I think talking about HTTP/2 is kinda premature, honestly. I looked at
httpcore/dispatch/http2.py
, and AFAICT it doesn’t support outgoing flow control or PING handling (both of which are protocol violations), and it doesn’t support multiplexing (which pretty much makes HTTP/2 support useless). And fixing these will require some substantial architectural changes, because they require background tasks and shared state across multiple connections. Which in turn will make it significantly more complicated to support multiple concurrency backends, and means you need to somehow disable HTTP/2 entirely when running in sync mode… it’s a lot of extra complexity. I think we should be strategizing on the shortest path to something shippable, and HTTP/2 is not on the critical path for that. We definitely want to get there eventually, and we need to keep an eye on it to make sure we don’t do anything that rules it out, but we don’t want to get people excited about something that we can’t deliver yet…(BTW, we might also want to think about websocket client support eventually too – with HTTP/2 you can have HTTP and WS traffic over a single connection.)

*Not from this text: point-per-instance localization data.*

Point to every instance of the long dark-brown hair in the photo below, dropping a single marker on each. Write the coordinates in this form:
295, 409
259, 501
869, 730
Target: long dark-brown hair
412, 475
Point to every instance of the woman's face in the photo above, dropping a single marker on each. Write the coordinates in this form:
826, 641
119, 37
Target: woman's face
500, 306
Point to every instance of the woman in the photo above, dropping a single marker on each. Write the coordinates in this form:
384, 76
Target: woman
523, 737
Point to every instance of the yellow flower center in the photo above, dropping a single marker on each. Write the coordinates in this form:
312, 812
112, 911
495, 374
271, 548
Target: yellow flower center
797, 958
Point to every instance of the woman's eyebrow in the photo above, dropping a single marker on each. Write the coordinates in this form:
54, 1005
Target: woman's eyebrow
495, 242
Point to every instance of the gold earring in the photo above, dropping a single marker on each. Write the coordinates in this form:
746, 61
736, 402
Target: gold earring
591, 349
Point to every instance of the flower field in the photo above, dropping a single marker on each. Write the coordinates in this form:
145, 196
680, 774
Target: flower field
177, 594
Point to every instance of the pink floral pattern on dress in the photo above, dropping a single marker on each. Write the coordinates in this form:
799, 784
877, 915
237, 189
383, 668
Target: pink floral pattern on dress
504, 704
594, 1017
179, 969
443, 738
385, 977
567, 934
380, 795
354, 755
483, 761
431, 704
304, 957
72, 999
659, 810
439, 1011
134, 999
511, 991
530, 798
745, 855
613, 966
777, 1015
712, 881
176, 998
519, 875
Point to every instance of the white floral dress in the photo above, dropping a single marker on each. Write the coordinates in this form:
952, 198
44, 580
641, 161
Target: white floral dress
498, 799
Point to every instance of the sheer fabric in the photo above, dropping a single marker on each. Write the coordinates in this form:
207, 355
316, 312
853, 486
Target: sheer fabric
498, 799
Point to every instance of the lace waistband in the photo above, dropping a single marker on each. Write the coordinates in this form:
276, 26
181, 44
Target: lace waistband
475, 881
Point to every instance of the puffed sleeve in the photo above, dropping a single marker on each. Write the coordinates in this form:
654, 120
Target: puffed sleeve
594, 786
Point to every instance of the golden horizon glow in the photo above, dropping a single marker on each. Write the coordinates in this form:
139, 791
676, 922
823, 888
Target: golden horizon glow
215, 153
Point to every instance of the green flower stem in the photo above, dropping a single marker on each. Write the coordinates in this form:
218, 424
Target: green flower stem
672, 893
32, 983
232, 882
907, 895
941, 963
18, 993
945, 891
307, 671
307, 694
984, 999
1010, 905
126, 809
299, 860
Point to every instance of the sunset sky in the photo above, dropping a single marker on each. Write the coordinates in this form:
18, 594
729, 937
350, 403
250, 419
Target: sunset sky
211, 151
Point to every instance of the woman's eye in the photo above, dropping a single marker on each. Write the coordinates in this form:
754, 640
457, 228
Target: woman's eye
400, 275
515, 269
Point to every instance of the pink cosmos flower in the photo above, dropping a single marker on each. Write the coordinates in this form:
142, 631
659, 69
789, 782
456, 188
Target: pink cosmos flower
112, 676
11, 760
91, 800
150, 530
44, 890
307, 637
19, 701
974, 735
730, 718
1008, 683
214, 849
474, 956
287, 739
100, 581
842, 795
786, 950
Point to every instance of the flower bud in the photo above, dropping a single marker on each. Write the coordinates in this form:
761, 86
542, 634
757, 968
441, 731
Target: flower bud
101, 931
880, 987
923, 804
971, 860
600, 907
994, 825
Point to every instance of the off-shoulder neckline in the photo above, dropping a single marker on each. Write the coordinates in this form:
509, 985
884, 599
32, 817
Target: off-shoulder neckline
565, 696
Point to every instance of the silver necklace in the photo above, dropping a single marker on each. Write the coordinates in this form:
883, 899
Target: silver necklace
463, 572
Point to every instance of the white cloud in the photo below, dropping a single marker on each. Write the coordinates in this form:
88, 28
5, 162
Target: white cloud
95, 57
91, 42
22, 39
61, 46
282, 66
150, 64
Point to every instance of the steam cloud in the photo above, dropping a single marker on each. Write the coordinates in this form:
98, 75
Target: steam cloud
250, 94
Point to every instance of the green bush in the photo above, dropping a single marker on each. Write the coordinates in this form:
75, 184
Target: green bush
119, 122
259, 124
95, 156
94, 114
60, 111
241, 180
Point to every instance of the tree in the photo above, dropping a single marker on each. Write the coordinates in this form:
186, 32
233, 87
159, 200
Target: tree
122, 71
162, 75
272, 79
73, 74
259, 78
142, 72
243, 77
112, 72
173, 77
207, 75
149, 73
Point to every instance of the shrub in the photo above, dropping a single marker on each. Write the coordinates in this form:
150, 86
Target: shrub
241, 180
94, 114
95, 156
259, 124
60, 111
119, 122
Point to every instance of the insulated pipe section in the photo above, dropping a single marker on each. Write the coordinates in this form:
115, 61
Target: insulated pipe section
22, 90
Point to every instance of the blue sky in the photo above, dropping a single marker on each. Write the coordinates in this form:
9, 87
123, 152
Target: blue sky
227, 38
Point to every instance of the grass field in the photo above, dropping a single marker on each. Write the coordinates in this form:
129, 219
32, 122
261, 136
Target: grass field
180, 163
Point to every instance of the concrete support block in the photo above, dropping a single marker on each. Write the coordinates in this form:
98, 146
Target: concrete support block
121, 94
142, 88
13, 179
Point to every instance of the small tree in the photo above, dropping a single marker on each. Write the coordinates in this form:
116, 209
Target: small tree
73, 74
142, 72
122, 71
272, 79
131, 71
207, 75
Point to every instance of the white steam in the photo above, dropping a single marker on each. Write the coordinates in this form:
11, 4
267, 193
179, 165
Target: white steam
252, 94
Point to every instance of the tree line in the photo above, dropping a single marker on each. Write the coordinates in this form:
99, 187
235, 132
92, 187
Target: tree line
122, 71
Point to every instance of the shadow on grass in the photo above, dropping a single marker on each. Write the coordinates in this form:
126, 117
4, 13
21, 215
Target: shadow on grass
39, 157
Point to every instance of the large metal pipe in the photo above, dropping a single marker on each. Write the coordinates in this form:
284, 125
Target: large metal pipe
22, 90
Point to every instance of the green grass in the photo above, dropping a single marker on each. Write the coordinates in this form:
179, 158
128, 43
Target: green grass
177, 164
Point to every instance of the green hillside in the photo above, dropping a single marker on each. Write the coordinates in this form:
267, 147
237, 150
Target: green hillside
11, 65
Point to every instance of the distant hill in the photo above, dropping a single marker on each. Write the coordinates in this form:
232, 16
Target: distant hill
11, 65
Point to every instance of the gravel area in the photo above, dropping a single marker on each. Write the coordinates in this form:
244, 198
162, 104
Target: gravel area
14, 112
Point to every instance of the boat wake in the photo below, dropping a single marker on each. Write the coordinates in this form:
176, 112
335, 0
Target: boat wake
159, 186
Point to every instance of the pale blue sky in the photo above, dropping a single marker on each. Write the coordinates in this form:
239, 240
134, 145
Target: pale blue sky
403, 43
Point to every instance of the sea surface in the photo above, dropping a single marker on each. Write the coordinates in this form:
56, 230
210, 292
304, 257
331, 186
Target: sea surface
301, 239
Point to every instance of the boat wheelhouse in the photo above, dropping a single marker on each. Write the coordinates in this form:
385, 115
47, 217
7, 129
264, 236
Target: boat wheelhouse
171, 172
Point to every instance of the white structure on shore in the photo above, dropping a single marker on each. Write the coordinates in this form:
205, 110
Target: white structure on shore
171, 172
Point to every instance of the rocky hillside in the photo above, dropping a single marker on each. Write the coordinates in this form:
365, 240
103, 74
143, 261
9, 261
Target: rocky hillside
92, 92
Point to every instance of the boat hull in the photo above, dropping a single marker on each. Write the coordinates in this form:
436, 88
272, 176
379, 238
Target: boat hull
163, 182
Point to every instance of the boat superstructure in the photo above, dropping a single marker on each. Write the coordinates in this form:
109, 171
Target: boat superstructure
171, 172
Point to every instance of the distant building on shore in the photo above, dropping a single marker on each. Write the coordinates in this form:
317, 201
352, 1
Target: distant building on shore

Anyway. Looking at httpcore, my overall impression is … surprisingly complementary to the async-urllib3 work? The async-urllib3 stuff is really strong on low-level protocol stuff, but the public API has a decade of accumulated cruft. httpcore feels like it’s a few years away from handling all the gnarly edge cases, but the overall API and structure seem way more thought-through. I wonder if there’s any way to combine forces on that basis?